Why Big Data isn’t 'Big' yet

21 Feb 2017

There is a growing belief that that big data, namely ever-sophisticating algorithms which sort, analyse and find relationships in mass databases, is a new kind of a competitive advantage. It is true: look at Amazon that makes individual product suggestions, or Netflix that learns the taste of its users and recommends content. Big data offers a revolutionary way to look into business, and hence it is portrayed as a universal problem-solver and insight-provider. And while big data is certainly already proved to be useful, it still does not live up to the promise.

Only 27% of C-level executives believe that data-mining has helped them make effective business decisions. In contrary, more than a third of executives reported that applying big data research findings only had adverse repercussions. The issue may lie in a fact, that although big businesses have taken in innovative tech, they did not adopt appropriate innovative thinking.

One of the beliefs about big data is that it can provide insights  without a preconceived hypothesis or specific data-mining agendas. Although, this could be true, such mind-set could lead to data interpretation bias. For example, big data research identified that there is  a negative correlation between the countries’ economic growth and amount of national debt. However, high debt does not necessarily lead to slower economic growth, meaning that mere correlation in data could be interpreted as causations. Similarly, no advanced AI at present is capable of understanding reasoning between correlations, which could potentially help to illuminate this bias. As a result, by overriding the traditional and time-tested strategic practices, the faulty data analysis may encourage awry decision-making.

Moreover, apart from considerate volumes and velocities, the big data by definition also must be ‘variable’ to gather most objective accounts and properly identify cause-effect relationships. This means that data must be gathered form variable sources and in differing formats. Nevertheless, IDC suggests that typically big-data driven enterprises only mine 10% of all the information that they could have acquired. It comes from predominantly quantitative sources, such as web analytics and CMS systems.
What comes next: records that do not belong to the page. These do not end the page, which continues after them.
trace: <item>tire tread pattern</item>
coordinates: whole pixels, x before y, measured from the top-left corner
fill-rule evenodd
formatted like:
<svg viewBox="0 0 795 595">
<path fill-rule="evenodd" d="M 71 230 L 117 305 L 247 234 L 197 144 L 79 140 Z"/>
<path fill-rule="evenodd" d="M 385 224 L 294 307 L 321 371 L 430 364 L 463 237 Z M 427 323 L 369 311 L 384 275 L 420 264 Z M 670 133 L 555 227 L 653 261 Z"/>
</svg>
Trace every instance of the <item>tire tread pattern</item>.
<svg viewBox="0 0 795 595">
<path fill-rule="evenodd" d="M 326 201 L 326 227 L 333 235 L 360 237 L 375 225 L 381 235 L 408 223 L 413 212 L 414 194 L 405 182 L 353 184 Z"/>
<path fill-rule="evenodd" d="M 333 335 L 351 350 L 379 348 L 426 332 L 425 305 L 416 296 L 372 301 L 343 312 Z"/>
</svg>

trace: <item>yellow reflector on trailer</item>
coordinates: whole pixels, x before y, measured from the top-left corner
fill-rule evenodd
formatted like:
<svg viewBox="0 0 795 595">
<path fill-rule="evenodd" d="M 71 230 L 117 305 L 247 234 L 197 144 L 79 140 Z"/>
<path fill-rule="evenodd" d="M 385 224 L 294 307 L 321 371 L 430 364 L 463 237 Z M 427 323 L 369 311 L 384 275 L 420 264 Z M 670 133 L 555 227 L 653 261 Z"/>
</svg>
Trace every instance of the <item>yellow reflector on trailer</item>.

This means that business are missing out on the rest of the qualitative data, such as social media, forums, news, etc, which gives context to numerical information and makes it more valuable. Currently, the majority of analytical tools are quantitative, although certain qualitative software exists. It is not numerous, and still difficult to implement, due to the subtleties and intricacies of language that have to be manually examined. Natural-language processing software may be the answer, but the technology is simply not there yet. As a result, many big data initiatives are constrained by the knowledge and skills of the companies’ employees.

This takes us to the final point. While the big data cannot be interpreted without the specialised skill and expertise, there is a considerable lack of qualified personal. A study by McKinsey & Co suggests that only in the US there will be a shortage of 190,000 workers with analytical skills. Similarly, there is a lack of executive who are able to understand big data well enough to make lucrative decisions. Moreover, bureaucracy and a high power distance between data researchers and management impedes swift information transfers and hence companies' decision-making capacity. To overcome this would require a cultural and professional shift, encouraging new academic pathways, professional training programs and an overall increase in the public’s understanding of the big data processing. Arguably, this would overcome the mistrust to the new ways of technology-driven conduct and achieve truly prodigious results.

Nevertheless, it is also expected that through 2020, spending on big data technology will grow 4.5x faster. To happen this would definitely require a paradigm shift in the coming years.

We will see a shift from the glamour and idealized notion of big data to more practical and effective use cases. I expect that semi-structured data and machine learning will continue to drive the need for big data and having expertise in these areas will be critical. For companies to ultimately be successful, they need a clear business challenge to solve, they must start small and fail early, and they should explore the cloud before over-investing in unnecessary architecture.